Just to don't listen all, I will stop on those fields.

What I want to achieve, is to use Logstash to discard all the field that I don't want to see at all.
For example, out of the fields I posted above, I would like to visualise only the following:

@timestamp
ad.customerName
ad.destinationHosts

while all the other I want log stash to discard them.
This approach will help me a lot as I won't have to store and pay for data that is just junk to me (I am hosting data explorer and this VM on azure so I will have to pay for data ingestion etc)

So far I have this log stash config file which it listen and process every incoming data through port 3014

input {
  syslog {
    port => 3014
    codec => cef
    syslog_field => "syslog"
    grok_pattern => "<%{POSINT:priority}>%{SYSLOGTIMESTAMP:timestamp}"
 }
}
output {
  elasticsearch {
     hosts => ["localhost:9200"]
         index => "logstash_index"
 }
}

later on I will change the output as I will be using kusto-pluging

For now I am trying to sort out the input and the filtering.

I am really sorry to bother with this basic stuff, but I love ELK but I am totally new to this and I don't know from where to start.

Thank you very much for your time, patience and help

There is a perfect filter for logstash to do this called prune. This filter will delete any field that is not part of the whitelist.

filter {
      prune {
        whitelist_names => [ "@timestamp","ad.customerName","ad.destinationHosts","tags","@metadata" ]
      }
    }

I added tags and @metadata as well as those can be useful and you don't necessarily want them to be excluded (but they can be)

Thank you so so so much for your reply. Just to make sure I fully understand.
The Logstash config file should look like this now:

input {
  syslog {
    port => 3014
    codec => cef
    syslog_field => "syslog"
    grok_pattern => "<%{POSINT:priority}>%{SYSLOGTIMESTAMP:timestamp}"
 }
filter {
      prune {
        whitelist_names =>["@timestamp","ad.customerName","ad.destinationHosts","tags","@metadata" ]
      }
    }
}
output {
  elasticsearch {
     hosts => ["localhost:9200"]
         index => "logstash_index"
 }
}

The prune filter will totally remove all the fields that are not whitelisted with no chance to recover them in the future, right?

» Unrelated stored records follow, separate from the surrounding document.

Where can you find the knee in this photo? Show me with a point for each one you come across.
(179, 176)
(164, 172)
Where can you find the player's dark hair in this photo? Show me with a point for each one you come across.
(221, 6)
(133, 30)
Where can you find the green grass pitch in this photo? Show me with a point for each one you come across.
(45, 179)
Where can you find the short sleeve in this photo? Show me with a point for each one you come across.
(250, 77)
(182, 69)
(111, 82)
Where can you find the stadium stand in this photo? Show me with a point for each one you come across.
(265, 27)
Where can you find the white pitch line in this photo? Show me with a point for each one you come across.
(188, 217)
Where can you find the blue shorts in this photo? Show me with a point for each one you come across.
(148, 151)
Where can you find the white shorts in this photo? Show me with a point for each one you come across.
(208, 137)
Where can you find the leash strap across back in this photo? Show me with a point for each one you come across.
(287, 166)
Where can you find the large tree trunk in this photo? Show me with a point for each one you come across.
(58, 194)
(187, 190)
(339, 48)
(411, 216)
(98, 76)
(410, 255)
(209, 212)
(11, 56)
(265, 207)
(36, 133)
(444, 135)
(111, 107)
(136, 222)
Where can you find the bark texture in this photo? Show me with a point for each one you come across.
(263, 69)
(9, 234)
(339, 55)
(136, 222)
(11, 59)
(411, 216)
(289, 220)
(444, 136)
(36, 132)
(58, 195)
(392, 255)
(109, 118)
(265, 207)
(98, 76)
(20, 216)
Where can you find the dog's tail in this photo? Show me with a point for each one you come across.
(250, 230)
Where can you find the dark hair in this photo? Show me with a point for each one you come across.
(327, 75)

That is correct! Give that a try with some test data and look at the output in a

stdout {
     codec => rubydebug
}

and verify that it's correct.

input {
  syslog {
    port => 3014
    codec => cef
    syslog_field => "syslog"
    grok_pattern => "<%{POSINT:priority}>%{SYSLOGTIMESTAMP:timestamp}"
 }
filter {
      prune {
        whitelist_names =>["@timestamp","ad.customerName","ad.destinationHosts","tags","@metadata" ]
      }
    }
}
output {
  elasticsearch {
     hosts => ["localhost:9200"]
         index => "logstash_index"
 }
  stdout {
     codec => rubydebug
 }
}

Thank you so much. I will try it soon and get back to you :slight_smile:

Great! If it works please don't forget to mark this discussion as solved to help other people as well.

I am here again, sorry to bother you. I am ready to lunch the configuration when a question posed up in my mind.

As in the past months I have been using the default configuration and collecting syslog (without storing them anywhere) if I use the prune, there is a chance that it might delete the old logs that I have or its safe as it will target only the new logs coming in?

Prune will only affect any new data being ingested into the pipeline. It will not affect any data that you have already stored.

As always, be sure to test your configurations first.